Особенности социально-политической жизни конфедерации на стыке столетий определили своеобразие литературного процесса. Охранительные идеологические тенденции породили феномен культурного отставания. В наследии классиков подхватывались и развивались далеко не лучшие стороны, скорее наоборот — абсолютизировались заблуждения. Областникам были недоступны широта духовного кругозора и пафос социального критицизма Келлера, страстный этический гуманизм Готхельфа, художническая взыскательность Мейера. Регионалистам оказалось не под силу художественно отразить процессы, происходившие в швейцарской действительности на рубеже веков. Писатели считавшие себя реалистами, утратили вкус к познанию действительности в ее реальных противоречиях. Исследованию закономерностей общественного развития они предпочитали поверхностное описание.

В творчестве регионалистов, особенно тех, кто находился в орбите так называемого крестьянского романа И. Готхельфа, личность вычленялась из потока истории; «остальной мир» воспринимался с глухой недоброжелательностью, как нечто враждебное, как «зло». Областники искренне полагали, что нравственное здоровье народа сохраняется только в условиях патриархального сельского быта. Такого рода антицивилизаторские настроения издавна были константой духовной жизни Швейцарии, порождая недоверие к новому — в общественной жизни, идеологии, искусстве. Несомненно, областническая литература сыграла на рубеже столетий известную сдерживающую роль — она была преградой на пути распространения декадентских веяний «конца века». Однако эту роль бастиона не следует переоценивать — от его стен откатывались и передовые идеи времени.
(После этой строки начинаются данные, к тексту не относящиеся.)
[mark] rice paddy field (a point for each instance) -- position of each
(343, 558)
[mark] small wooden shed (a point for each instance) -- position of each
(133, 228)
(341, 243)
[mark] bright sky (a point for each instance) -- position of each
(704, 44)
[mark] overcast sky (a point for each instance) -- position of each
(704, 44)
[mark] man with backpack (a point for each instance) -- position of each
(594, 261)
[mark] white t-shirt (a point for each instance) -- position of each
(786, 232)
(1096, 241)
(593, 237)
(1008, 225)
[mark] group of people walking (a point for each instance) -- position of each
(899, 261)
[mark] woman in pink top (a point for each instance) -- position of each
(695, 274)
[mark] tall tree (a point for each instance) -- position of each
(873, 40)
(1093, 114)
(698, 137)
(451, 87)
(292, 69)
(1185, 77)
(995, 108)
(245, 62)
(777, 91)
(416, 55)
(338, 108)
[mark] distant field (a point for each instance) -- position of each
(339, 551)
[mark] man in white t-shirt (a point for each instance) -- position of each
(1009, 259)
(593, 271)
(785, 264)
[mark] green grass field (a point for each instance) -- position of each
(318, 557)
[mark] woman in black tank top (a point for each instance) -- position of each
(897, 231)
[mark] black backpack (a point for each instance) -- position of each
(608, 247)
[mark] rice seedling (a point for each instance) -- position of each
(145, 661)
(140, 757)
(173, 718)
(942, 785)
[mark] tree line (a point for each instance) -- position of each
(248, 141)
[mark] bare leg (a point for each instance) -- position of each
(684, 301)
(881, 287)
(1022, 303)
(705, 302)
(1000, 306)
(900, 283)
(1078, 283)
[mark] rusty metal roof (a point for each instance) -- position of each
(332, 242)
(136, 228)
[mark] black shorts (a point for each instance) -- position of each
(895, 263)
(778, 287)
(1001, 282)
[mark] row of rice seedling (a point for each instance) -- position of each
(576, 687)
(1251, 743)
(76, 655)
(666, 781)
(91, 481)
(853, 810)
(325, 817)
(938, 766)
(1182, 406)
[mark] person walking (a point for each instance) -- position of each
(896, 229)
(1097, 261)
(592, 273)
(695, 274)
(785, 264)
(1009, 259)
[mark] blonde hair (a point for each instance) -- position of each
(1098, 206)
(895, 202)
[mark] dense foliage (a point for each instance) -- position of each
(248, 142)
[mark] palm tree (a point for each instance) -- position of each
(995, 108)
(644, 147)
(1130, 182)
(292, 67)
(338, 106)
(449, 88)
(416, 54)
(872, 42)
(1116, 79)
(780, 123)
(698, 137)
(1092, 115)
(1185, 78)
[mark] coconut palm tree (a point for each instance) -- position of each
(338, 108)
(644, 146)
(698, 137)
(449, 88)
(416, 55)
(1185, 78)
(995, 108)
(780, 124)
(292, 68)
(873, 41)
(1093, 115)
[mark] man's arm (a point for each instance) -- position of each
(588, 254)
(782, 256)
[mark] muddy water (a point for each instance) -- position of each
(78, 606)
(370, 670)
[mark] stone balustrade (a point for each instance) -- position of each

Диалектика исторического процесса чужда областничеству, анахроничному по своей сути.

Присматриваясь к характеру конфликтов, разрабатываемых в сочинениях областников, — и явных «почвенников», как Я. К. Геер или Э. Цан, и обладавших более широким кругозором, как Г. Федерер, — нельзя не заметить, что эти конфликты утрачивают социальную определенность. Перед читателем предстают не личность и общество на фоне движущейся истории, а человек и природа на фоне вечных гор («Король Бернины» Геера, «Горы и люди» Федерера), не жизнь социального организма, а жизнь маленькой общины, изображаемой в качестве неповторимого «особого случая». Личность как бы растворяется в скрупулезно выписанной среде, утрачивает энергию сопротивления обстоятельствам.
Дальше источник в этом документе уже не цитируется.